Two headlines:
Microsoft bundles its AI-powered Office features into Microsoft 365 Personal and Home subscriptions for an extra $3 per month
— Tom Warren/The Verge
Google makes all of its Gemini features for Workspace apps free, after previously charging $20+ per user per month, but raises the price of all Workspace plans
— Abner Li/9to5Google
Opinion: AI does not sell.
Meanwhile Microsoft renames the Microsoft 365 app, formerly known as Microsoft Office, as Copilot M365.
Small print regarding Microsoft 365 Family: “AI features only available to subscription owner and cannot be shared; usage limits apply.“
This clearly is a developing story.

Reminds me of IBM desperately naming everything “Watson.”
Exactly
While initially sounding exciting, if you think about it, AI has almost no real use case. Reason is in my opinion, that even if you find something productive it can do, you have to doublecheck everything.
My imagination might be limited, but the tasks I imagine AI to be good in, are only with it, if you don’t have to do that.
That leaves the „private sector“ for summaries and genmoji, which might be nice but not productive.
My experience is a bit more positive about AI tools in the workspace and yesterday’s announcement on pricing is a big win for my company.
We started using Gemini AI with Google Workspace back in October (500 licenses) and the feedback is extremely positive. These are some of the use cases that I know about:
– NotebookLM. People have used this in multiple ways, in some cases just to do research on specific documents but one use case I particularly likes is when someone talked about how they use it to create podcast summaries of large documents that they can then listen to on their commute.
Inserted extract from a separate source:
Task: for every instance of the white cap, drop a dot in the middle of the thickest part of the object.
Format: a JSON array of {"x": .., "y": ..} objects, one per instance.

– Stack ranking large numbers of documents based on a requirements doc
– converting requirements into user stories
– Improving quality of content in docs and slides
– Critiquing slides/decks before big meetings. Ask Gemini to review the deck and anticipate questions that may be asked by CFO, CEO, etc.
– Code assist (this was my one, I use it to help me with Apps Script)
– Document classification and labelling for DLP
– Bringing customer personas to “life” – we have used Gems in gemini to create bots that are pre-configured to have the attributes of different customer segments. Marketers can then test different brand messages with these personas and get feedback on what appeals and what doesn’t.
Yes, it also does summaries and help me write but that’s less useful for us as most conversations are in Slack.
Thank you for your insights, Kieren.
An addition, where LLMs proved to be helpful for us in a business setting:
We trained a LLM on our vast documentation. With it our customers are a lot more successful in finding helpful pages than with traditional searches. They also get summaries, but crucial to me always seemed that they get links to handwritten documents and code.
And, no, the LLM does not replace any of our excellent support engineers.